Snavely pleads to felonies
By MIKE CORN
With a trial looming in less than a month, a Hays man agreed Monday to go ahead and plead no contest to a reduced number of sex crimes involving a child.
Clinton Snavely, 49, pleaded guilty to three of the 14 charges pending against him, with the understanding he would be spending at least 188 months -- nearly 16 years -- in prison.
Snavely, still wearing long curly hair, was scheduled to go to trial on the 14 charges in early December.
Monday's hearing in Ellis County District Court took more than twice the normal time to complete, as District Judge Ed Bouker took extra time to make sure Snavely understood the gravity of what he was doing.
Both Snavely and his wife, Beverly, went through a series of four competency evaluations, all but one of which found they were both competent to stand trial.
After the fourth evaluation, at the request of defense attorneys, Bouker found both Clinton and Beverly Snavely competent to stand trial in the case that has been pending since October 2011.
Beverly Snavely already has been sentenced to 32 months in prison under the terms of a plea agreement she reached with Ellis County Attorney Tom Drees, allowing her to plead no contest to charges of attempted aggravated indecent liberties with a child and aggravated indecent solicitation of a child.
If she follows the rules in prison, Beverly Snavely could be released as early as Jan. 12, although she'll still face at least four years of post-release supervision.

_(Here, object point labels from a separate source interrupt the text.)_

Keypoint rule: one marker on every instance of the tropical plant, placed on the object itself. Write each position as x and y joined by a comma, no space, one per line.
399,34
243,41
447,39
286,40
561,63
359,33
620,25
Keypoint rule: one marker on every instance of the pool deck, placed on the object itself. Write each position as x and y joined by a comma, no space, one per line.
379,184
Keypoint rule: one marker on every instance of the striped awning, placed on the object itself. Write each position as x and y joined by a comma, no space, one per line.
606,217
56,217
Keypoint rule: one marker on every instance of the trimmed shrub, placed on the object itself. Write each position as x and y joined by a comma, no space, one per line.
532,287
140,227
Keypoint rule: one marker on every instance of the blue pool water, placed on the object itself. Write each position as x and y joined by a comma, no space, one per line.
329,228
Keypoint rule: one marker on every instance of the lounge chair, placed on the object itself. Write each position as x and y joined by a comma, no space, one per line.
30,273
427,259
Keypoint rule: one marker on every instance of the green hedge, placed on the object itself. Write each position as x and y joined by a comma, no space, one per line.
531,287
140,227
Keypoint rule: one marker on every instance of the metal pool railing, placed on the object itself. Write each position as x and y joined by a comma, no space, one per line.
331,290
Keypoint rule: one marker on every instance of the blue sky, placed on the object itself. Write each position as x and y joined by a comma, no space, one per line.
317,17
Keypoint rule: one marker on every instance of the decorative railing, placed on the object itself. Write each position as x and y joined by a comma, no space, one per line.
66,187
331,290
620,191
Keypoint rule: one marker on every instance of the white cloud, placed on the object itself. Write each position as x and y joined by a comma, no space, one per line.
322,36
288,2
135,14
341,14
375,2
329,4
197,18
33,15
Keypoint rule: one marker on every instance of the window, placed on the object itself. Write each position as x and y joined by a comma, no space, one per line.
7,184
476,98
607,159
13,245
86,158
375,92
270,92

Under the plea agreement reached between Drees and Clinton Snavely and his two court-appointed attorneys, John and Alex Herman, he faces the prospects of lifetime probation following his release from prison.
More than two years will be knocked off Snavely's prison sentence after Bouker gives him credit for the time he's already served waiting trial.

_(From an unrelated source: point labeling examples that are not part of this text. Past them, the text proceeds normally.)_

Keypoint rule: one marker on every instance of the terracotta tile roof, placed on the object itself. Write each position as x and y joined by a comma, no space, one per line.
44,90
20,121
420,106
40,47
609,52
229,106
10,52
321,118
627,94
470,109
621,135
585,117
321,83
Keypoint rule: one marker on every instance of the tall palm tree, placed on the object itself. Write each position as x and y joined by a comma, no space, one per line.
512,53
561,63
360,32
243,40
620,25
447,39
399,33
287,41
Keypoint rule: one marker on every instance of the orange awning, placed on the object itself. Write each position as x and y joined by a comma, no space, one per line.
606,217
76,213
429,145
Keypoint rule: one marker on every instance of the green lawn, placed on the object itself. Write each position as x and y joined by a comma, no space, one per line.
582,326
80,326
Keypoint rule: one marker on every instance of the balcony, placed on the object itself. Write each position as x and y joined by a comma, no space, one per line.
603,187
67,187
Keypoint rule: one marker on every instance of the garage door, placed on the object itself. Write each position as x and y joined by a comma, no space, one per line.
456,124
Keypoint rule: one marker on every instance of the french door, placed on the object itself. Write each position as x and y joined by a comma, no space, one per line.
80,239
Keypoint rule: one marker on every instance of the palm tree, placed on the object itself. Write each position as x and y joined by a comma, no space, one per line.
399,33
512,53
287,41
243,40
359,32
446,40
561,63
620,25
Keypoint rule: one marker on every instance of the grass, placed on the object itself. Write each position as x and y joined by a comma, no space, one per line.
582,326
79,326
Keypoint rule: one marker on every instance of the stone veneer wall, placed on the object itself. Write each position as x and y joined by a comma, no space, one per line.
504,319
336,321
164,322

Under the terms of the plea agreement, Snavely pleaded no contest three times to the three charges remaining against him -- two counts of aggravated indecent liberties with a child and a single count of criminal sodomy.
Regardless of how his criminal history turns out, the plea agreement calls for 188 months in prison.
If his criminal history proves to be as the attorneys expect, the agreement calls for Snavely to be sentenced to 94 months on the first count, with subsequent sentencings of 59 months and 35 months, for a total of 188 months.
If Snavely's criminal history is different than expected, attorneys expect to request either upward or downward departure -- depending on what's found in his background -- to reach the 188-month threshold.
The remaining 11 counts will be dismissed, and Drees will be barred from filing additional charges in the case.
Although Snavely was defiant at the start of the hearing, he ended laughing and talking with attorneys and Bouker. Breaking with tradition, Snavely didn't stand when Bouker entered the courtroom, shaking his head when attorney John Herman told him to stand up.
At his preliminary hearing, Snavely forced Bouker to read the entire complaint pending against him at the time, rather than waiving the reading.
Snavely at first didn't respond to Bouker's questioning Monday, but soon started answering questions, although he frequently conferred with one of his attorneys.
In response to Bouker's routine questions leading to the acceptance of his plea, Snavely denied suffering from any mental health issues, although he spent considerable time detailing other drugs he takes for physical ailments.